El léxico del autor cumple con el requisito de naturalidad y


precisión propios del registro elaborado y culto –ahora llegaba el
amante, lastimada la cara con el chicotazo de una rama, nos lo puede
ejemplificar bien- y nos plantea una serie de implicaciones
semánticas que nos da la clave del texto: por una parte aparece un
campo léxico que se agrupa bajo el archisemema, o rasgo de
significado común, “hecho incierto”: posibilidad, azares, coartadas;
disyuntiva, ilusión,... y otro de asesinato, aun por virtuemas, o rasgos
de significado connotativos, de “crimen pasional”: sangre, puñal,
pasión, amante, encuentro,...

A partir de estos dos núcleos de significación, el autor ha


dispuesto el texto de un modo simétrico: el mundo real del lector en
la trama ocupa la primera mitad de la trama –desde había empezado
a leer hasta danzaba el aire del atardecer bajo los robles -. Una larga
oración de transición une, en un juego de metaficción, la trama que
lee el personaje: Palabra a palabra, absorbido por la sórdida
disyuntiva de los héroes, dejándose ir hacia las imágenes que se
concertaban y adquirían color y movimiento, fue testigo del último
encuentro en la cabaña del monte.

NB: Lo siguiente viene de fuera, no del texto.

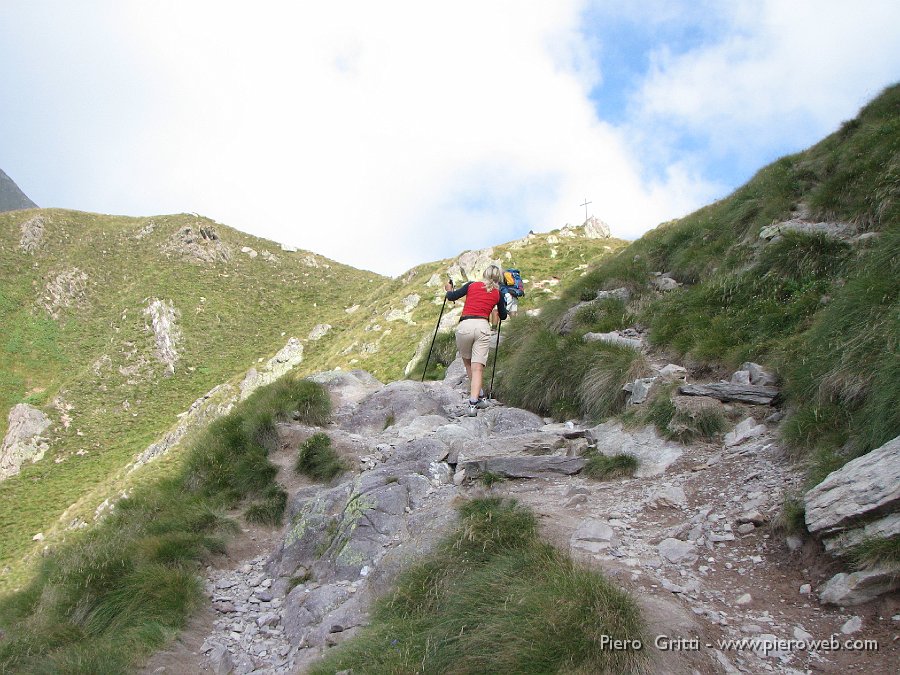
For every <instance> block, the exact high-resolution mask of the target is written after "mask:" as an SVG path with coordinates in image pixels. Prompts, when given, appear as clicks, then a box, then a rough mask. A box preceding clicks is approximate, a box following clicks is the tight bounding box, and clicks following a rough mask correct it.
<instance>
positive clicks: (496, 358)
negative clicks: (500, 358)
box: [488, 319, 503, 398]
mask: <svg viewBox="0 0 900 675" xmlns="http://www.w3.org/2000/svg"><path fill="white" fill-rule="evenodd" d="M502 327H503V319H500V323H498V324H497V346H496V347H494V367H493V369H492V370H491V389H490V391H489V392H488V398H494V375H495V374H496V373H497V357H498V356H500V329H501V328H502Z"/></svg>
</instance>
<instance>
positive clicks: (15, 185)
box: [0, 169, 37, 211]
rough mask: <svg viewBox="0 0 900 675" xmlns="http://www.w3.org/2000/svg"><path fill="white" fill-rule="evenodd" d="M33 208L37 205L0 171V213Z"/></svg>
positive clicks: (36, 206) (10, 179)
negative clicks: (30, 199)
mask: <svg viewBox="0 0 900 675" xmlns="http://www.w3.org/2000/svg"><path fill="white" fill-rule="evenodd" d="M33 208H37V204H35V203H34V202H33V201H31V200H30V199H29V198H28V197H27V196H26V195H25V193H24V192H22V190H21V189H20V188H19V186H18V185H16V183H15V181H14V180H13V179H12V178H10V177H9V176H7V175H6V173H4V171H3V170H2V169H0V211H18V210H19V209H33Z"/></svg>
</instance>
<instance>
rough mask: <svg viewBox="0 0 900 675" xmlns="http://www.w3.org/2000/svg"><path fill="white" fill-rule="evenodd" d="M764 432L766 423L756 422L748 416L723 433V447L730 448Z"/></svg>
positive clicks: (755, 421) (765, 431)
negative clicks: (724, 442)
mask: <svg viewBox="0 0 900 675" xmlns="http://www.w3.org/2000/svg"><path fill="white" fill-rule="evenodd" d="M764 433H766V425H765V424H757V423H756V420H755V419H753V418H752V417H748V418H747V419H745V420H744V421H742V422H741V423H740V424H738V425H737V426H736V427H735V428H734V429H732V430H731V431H729V432H728V433H727V434H725V447H726V448H731V447H734V446H736V445H740V444H741V443H743V442H744V441H746V440H748V439H751V438H756V437H757V436H759V435H761V434H764Z"/></svg>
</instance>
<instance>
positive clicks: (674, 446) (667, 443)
mask: <svg viewBox="0 0 900 675" xmlns="http://www.w3.org/2000/svg"><path fill="white" fill-rule="evenodd" d="M587 437H588V439H589V440H591V441H593V442H594V443H595V444H596V447H597V451H598V452H600V453H602V454H604V455H606V456H607V457H614V456H615V455H620V454H621V455H631V456H632V457H635V458H637V460H638V468H637V471H635V472H634V475H635V477H636V478H647V477H650V476H658V475H660V474H662V473H665V471H666V469H668V468H669V467H670V466H671V465H672V464H673V463H674V462H675V461H676V460H677V459H678V458H679V457H681V454H682V452H683V451H682V447H681V446H680V445H678V444H676V443H672V442H670V441H667V440H665V439H664V438H661V437H660V436H659V434H657V433H656V429H655V428H654V427H653V426H652V425H648V426H646V427H644V428H643V429H635V430H631V429H625V428H624V427H623V426H622V424H621V423H620V422H605V423H603V424H600V425H598V426H596V427H594V428H592V429H589V430H588V433H587Z"/></svg>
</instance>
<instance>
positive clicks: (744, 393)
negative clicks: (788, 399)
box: [678, 382, 779, 405]
mask: <svg viewBox="0 0 900 675" xmlns="http://www.w3.org/2000/svg"><path fill="white" fill-rule="evenodd" d="M778 392H779V390H778V387H764V386H762V385H757V384H735V383H732V382H717V383H713V384H683V385H681V386H680V387H678V393H679V394H683V395H685V396H709V397H710V398H717V399H719V400H720V401H724V402H726V403H727V402H728V401H737V402H739V403H750V404H753V405H772V402H773V401H774V400H775V397H776V396H778Z"/></svg>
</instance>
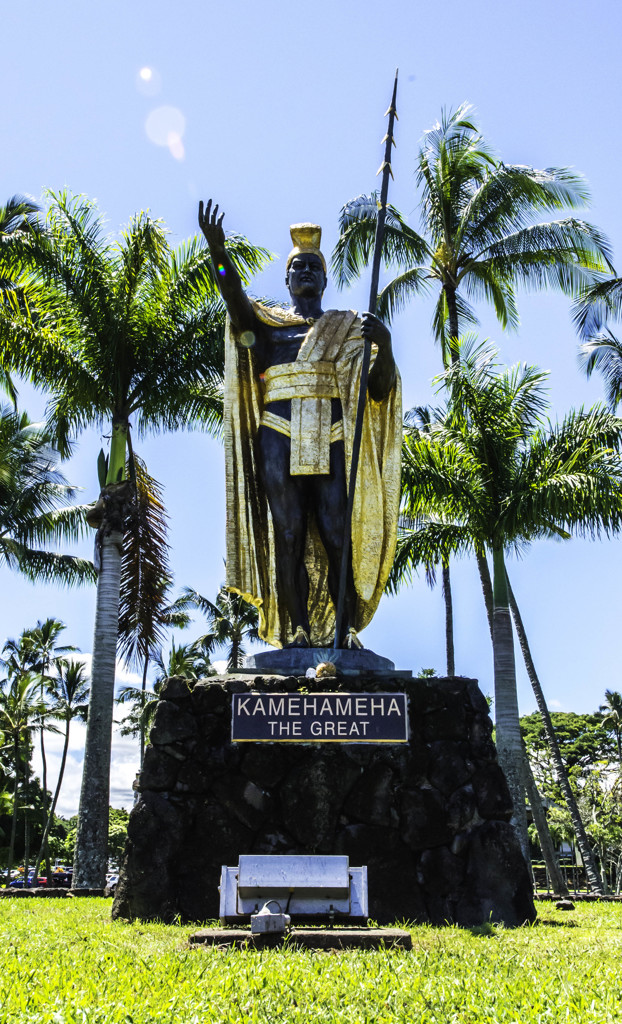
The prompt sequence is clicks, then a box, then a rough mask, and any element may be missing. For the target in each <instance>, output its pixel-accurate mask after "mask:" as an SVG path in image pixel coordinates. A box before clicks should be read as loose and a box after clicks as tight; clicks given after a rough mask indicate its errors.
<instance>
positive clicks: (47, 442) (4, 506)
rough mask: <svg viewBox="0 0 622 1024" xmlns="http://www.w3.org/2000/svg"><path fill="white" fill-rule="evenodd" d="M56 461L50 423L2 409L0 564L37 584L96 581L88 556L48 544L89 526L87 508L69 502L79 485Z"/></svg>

A continuación se narra la ficción
segunda –desde Primero entraba la mujer hasta empezaba a
anochecer-. El lector advertirá que ambos fragmentos finalizan con
una indicación temporal que hace pensar que el tiempo de la ficción
segunda ha avanzado al tiempo que la acción primera: si en la
primera trama empieza a atardecer, cuando finaliza el encuentro de
la segunda empieza a anochecer.

En el segundo párrafo la repetición léxica de elementos propios


de la primera trama hace que éstos se incorporen definitivamente
en la segunda, veamos cómo ocurre con mayordomo, ventanales, alto
respaldo y terciopelo: discutió con el mayordomo, el mayordomo no
estaría a esa hora; más allá de los ventanales, la luz de los
ventanales; descansaba cómodamente en el terciopelo del alto
respaldo, el alto respaldo de terciopelo verde. De este modo el
receptor identifica la fusión de las dos tramas mediante la
identificación de espacios y tiempos comunes: la unión de las dos
tramas en una queda sin desenlace: finalmente el receptor ha de
completar el significado del texto apoyado en los dos bastiones
semánticos a los que aludimos: “hecho incierto” y “crimen pasional”.